ÊTRE ET NAÎTRE
Le chef de l’Etat n’est pas l’Etat. Il ne peut ni juger ni condamner, même s’il a le droit de faire grâce. De même, il ne peut faire aucune loi même s'il peut dire de quelle manière elles doivent être appliquées
Malraux avait commencé, son si retentissant discours à l’ouverture du premier Festival mondial des Arts nègres de 1966, par ces mots : «Nous voici donc dans l’Histoire». Je voudrais le paraphraser en disant ceci : Nous voici donc pris en otages ! Otages d’Abdoulaye Wade certes, mais bien plus encore de nous-mêmes ! Il ne faut pas s’y tromper, en effet, Abdoulaye Wade, c’est nous mais en ce que, quelque part, nous avons de moins bon, sinon de pire.

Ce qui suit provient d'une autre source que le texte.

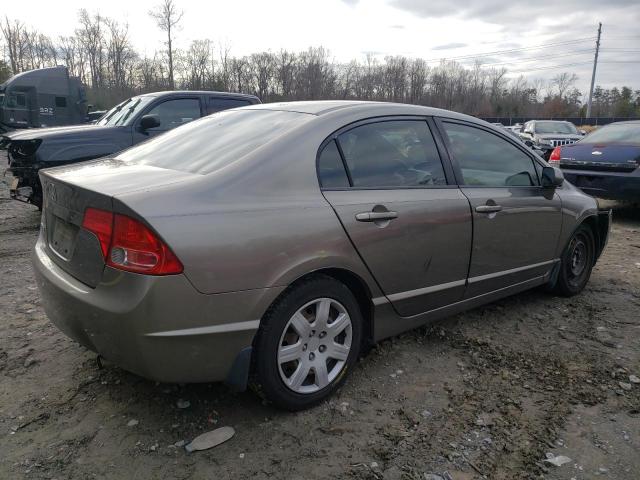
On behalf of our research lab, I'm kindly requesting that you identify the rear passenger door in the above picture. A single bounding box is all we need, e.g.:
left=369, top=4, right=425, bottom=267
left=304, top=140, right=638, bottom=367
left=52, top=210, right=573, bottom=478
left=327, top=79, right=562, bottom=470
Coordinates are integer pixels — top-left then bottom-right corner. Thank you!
left=318, top=117, right=471, bottom=316
left=439, top=119, right=562, bottom=298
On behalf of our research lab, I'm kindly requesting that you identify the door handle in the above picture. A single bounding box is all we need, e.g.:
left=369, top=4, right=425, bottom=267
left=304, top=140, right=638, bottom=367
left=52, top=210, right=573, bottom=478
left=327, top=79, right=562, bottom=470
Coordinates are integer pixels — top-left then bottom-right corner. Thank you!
left=476, top=205, right=502, bottom=213
left=356, top=212, right=398, bottom=222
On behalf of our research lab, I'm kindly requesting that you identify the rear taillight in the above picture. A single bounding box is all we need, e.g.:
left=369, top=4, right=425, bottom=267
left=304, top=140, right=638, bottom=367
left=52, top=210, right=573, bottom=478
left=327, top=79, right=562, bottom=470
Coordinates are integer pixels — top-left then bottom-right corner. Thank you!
left=82, top=208, right=183, bottom=275
left=549, top=147, right=561, bottom=165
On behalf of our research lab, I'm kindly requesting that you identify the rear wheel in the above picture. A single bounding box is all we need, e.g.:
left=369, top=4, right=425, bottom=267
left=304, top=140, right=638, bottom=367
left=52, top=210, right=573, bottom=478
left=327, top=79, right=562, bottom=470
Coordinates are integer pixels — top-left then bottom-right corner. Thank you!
left=554, top=225, right=595, bottom=297
left=253, top=275, right=362, bottom=410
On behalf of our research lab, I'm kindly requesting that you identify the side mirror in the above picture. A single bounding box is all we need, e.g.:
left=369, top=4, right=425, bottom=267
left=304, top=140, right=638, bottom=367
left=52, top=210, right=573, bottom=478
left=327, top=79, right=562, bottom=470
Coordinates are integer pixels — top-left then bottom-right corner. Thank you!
left=542, top=167, right=564, bottom=188
left=140, top=115, right=160, bottom=131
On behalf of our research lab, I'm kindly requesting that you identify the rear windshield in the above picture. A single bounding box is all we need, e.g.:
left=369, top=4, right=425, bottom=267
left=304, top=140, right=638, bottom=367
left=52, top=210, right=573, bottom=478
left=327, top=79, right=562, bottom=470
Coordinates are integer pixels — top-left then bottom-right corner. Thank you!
left=116, top=110, right=313, bottom=175
left=582, top=123, right=640, bottom=145
left=536, top=122, right=578, bottom=135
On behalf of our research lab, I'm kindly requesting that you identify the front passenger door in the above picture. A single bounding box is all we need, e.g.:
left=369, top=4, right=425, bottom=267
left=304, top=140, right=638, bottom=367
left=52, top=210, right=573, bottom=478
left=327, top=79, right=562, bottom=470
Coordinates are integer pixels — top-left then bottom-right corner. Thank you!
left=440, top=120, right=562, bottom=298
left=318, top=118, right=471, bottom=317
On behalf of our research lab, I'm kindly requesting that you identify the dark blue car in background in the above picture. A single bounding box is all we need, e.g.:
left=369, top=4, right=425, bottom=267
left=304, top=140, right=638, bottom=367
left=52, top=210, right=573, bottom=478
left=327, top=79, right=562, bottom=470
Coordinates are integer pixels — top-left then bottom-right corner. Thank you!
left=549, top=121, right=640, bottom=203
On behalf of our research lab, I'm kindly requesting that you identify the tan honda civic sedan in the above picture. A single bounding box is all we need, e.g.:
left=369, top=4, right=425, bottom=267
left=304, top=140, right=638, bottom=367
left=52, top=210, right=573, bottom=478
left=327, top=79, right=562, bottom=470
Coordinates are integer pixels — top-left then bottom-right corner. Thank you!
left=33, top=101, right=610, bottom=410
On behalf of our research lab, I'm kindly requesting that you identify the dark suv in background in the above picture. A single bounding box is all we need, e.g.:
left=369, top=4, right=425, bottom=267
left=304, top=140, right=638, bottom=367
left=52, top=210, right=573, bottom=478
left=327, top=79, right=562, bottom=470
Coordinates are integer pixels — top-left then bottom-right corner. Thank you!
left=0, top=91, right=260, bottom=208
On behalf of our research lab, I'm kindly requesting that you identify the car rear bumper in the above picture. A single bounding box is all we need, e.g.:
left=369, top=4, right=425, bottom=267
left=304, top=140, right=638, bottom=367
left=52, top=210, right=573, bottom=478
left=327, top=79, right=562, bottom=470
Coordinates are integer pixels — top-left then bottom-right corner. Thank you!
left=562, top=168, right=640, bottom=201
left=32, top=239, right=283, bottom=383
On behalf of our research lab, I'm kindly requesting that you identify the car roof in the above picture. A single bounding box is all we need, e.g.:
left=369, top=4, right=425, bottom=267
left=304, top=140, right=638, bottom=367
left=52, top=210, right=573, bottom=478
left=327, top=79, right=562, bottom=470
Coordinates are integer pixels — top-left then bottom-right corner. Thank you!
left=603, top=120, right=640, bottom=127
left=243, top=100, right=485, bottom=123
left=140, top=90, right=258, bottom=100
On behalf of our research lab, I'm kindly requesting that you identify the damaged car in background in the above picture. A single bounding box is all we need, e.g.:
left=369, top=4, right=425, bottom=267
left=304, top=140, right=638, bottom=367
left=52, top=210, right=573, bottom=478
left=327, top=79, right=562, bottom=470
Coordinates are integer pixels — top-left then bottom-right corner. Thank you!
left=0, top=91, right=260, bottom=208
left=32, top=101, right=610, bottom=410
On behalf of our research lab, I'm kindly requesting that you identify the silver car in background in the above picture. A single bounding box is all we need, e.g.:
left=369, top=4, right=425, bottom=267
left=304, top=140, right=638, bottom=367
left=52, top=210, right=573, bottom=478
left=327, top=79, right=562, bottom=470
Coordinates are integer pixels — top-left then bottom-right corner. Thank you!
left=33, top=101, right=610, bottom=410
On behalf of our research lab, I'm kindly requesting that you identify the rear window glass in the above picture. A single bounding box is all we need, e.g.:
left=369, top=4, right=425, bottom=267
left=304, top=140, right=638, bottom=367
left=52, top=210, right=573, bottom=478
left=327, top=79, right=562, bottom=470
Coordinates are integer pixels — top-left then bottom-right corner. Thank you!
left=582, top=123, right=640, bottom=145
left=116, top=110, right=314, bottom=175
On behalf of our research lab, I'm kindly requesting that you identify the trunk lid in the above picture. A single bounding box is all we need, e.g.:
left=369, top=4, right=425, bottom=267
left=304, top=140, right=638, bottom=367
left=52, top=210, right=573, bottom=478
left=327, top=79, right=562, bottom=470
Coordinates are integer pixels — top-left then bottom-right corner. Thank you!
left=560, top=142, right=640, bottom=172
left=40, top=159, right=199, bottom=287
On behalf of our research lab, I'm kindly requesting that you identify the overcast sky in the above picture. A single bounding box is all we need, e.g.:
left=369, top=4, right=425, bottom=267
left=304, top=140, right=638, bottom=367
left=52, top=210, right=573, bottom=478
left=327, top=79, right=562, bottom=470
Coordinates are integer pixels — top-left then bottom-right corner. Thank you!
left=5, top=0, right=640, bottom=93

Je ne connais aucun Sénégalais qui, d’une manière ou d’une autre ou un jour de sa vie ou un autre, n’ait pas été tenté par lui, soit en le suivant, les yeux ouverts ou fermés, soit en le comprenant, tout bien considéré soit en lui tolérant tout ou partie de ce qu’il faisait en feignant de regarder ailleurs pour pouvoir dire qu’il ne savait pas, parce qu’il n’avait rien voulu voir. Moi-même, qui ai tant et tant écrit sur lui et je vais le redire ici, Dieu seul m’a permis de sortir sans trop de plaies et de bosses de la relation que j’ai eu à entretenir avec lui.

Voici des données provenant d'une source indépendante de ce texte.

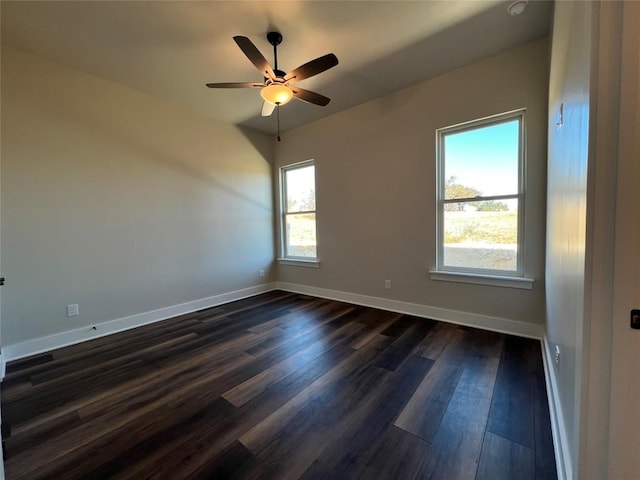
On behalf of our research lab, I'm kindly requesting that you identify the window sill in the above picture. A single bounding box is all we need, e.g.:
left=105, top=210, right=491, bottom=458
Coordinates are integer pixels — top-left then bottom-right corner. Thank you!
left=429, top=270, right=534, bottom=290
left=278, top=258, right=320, bottom=268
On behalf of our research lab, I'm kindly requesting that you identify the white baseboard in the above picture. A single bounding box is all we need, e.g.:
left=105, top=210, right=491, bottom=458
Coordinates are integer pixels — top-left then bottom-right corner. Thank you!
left=2, top=283, right=275, bottom=362
left=542, top=335, right=573, bottom=480
left=276, top=282, right=543, bottom=339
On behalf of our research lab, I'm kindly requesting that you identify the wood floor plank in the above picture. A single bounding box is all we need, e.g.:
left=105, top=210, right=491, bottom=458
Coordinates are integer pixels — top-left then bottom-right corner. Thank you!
left=476, top=432, right=535, bottom=480
left=222, top=323, right=362, bottom=407
left=358, top=427, right=428, bottom=479
left=2, top=291, right=557, bottom=480
left=487, top=337, right=538, bottom=448
left=394, top=329, right=468, bottom=442
left=417, top=357, right=499, bottom=480
left=301, top=355, right=433, bottom=480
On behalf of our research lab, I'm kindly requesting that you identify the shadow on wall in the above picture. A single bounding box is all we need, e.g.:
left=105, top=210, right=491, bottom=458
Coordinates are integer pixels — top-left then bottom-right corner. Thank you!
left=20, top=65, right=272, bottom=212
left=240, top=1, right=553, bottom=134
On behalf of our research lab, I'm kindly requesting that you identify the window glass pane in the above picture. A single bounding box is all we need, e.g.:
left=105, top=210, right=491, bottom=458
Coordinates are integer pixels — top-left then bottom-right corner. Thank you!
left=444, top=119, right=520, bottom=199
left=285, top=165, right=316, bottom=212
left=443, top=199, right=518, bottom=271
left=285, top=213, right=317, bottom=258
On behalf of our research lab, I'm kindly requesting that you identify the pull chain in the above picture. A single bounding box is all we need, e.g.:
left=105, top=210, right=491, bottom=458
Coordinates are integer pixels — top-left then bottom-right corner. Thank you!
left=276, top=105, right=281, bottom=142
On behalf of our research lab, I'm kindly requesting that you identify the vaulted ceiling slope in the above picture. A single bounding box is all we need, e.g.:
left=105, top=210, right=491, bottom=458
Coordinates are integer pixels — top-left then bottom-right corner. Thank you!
left=1, top=0, right=552, bottom=133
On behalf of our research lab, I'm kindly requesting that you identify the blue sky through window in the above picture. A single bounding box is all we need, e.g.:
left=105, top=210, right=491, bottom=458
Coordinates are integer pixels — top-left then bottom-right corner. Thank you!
left=444, top=120, right=520, bottom=196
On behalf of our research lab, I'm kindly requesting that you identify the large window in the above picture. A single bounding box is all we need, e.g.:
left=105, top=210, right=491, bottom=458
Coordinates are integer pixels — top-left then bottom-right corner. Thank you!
left=437, top=110, right=525, bottom=277
left=280, top=160, right=318, bottom=260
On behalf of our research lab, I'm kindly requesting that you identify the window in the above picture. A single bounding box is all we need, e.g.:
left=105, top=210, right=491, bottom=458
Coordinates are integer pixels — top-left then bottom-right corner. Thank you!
left=432, top=110, right=531, bottom=288
left=280, top=160, right=318, bottom=261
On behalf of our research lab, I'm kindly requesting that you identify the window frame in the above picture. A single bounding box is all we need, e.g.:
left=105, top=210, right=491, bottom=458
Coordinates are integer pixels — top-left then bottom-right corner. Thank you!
left=431, top=108, right=533, bottom=289
left=278, top=159, right=320, bottom=267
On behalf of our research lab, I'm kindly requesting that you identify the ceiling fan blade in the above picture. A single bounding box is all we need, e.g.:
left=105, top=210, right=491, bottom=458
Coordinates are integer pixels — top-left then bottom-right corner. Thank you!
left=233, top=35, right=276, bottom=80
left=206, top=82, right=264, bottom=88
left=284, top=53, right=338, bottom=82
left=289, top=86, right=331, bottom=107
left=260, top=102, right=276, bottom=117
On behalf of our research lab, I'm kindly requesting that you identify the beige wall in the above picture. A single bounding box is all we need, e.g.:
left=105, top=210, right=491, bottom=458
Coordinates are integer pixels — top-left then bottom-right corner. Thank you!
left=1, top=48, right=274, bottom=345
left=275, top=40, right=549, bottom=324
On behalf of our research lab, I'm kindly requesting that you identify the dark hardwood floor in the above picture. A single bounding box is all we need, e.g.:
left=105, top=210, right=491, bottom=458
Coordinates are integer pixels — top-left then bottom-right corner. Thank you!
left=2, top=291, right=556, bottom=480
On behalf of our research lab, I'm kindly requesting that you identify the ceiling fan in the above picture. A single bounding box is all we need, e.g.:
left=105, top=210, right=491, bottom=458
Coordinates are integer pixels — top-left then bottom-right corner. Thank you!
left=206, top=32, right=338, bottom=117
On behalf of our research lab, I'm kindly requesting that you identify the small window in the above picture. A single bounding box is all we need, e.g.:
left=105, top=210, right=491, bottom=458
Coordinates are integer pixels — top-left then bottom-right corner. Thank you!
left=437, top=111, right=524, bottom=277
left=280, top=160, right=318, bottom=260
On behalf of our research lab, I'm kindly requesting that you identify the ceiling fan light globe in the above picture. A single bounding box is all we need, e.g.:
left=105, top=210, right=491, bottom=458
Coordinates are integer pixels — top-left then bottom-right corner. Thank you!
left=260, top=83, right=293, bottom=105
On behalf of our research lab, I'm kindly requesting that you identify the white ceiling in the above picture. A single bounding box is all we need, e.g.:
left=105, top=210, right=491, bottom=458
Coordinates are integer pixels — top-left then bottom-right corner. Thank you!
left=1, top=0, right=552, bottom=133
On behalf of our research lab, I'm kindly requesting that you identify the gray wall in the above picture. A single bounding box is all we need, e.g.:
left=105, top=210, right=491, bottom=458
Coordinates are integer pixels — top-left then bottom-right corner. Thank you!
left=546, top=2, right=591, bottom=478
left=1, top=47, right=274, bottom=345
left=274, top=40, right=549, bottom=324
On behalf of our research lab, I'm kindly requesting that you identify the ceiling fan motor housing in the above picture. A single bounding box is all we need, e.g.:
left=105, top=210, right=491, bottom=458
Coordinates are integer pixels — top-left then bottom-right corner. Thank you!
left=267, top=32, right=282, bottom=47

Je l’ai connu au début des années 70 et nous avons même eu à fêter Noël ensemble avec Fara Ndiaye, Mireille et Youssou Ndiaye, tous plus tard, grands consulaires s’il en fut ! Mieux, après son arrivée au pouvoir, je suis allé le rencontrer, cornaqué par personne d’autre que Macky Sall lui-même et en compagnie d’Aïda Ndiongue. Ce n’était pas, à proprement parler, pour faire amende honorable mais, puisqu’il avait été élu, me mettre à sa disposition si son propos était de faire avancer le pays. Là, où Dieu m’a aidé, c’est que Wade avait voulu me faire accroire que c’était du fait de la manipulation de certains que j’avais eu à écrire telle ou telle autre chose désagréable à son endroit.
Je lui ai donc rétorqué que non et que je les pensais vraiment ces choses mais que, puisqu’il avait, quand même, été élu et très bien élu et que, selon les latins, «Vox populi dei est» (la voix du peuple est la voix de Dieu) j’avais probablement tort. Il s’est trouvé que ce qui, à mes yeux, était une concession déjà énorme que j’avais faite à mes convictions, n’était que pipi de chat à ses yeux. Et nous en sommes sortis frustrés tous les deux, moi d’avoir été incompris et lui d’avoir été déprécié. Ainsi n’avons-nous jamais pu nous ajuster pour de bon et aujourd’hui, je ne m’en enorgueillis nullement, j’en remercie le bon Dieu qui m’aura ainsi évité d’avoir à défendre l’indéfendable tous les jours que Dieu fait.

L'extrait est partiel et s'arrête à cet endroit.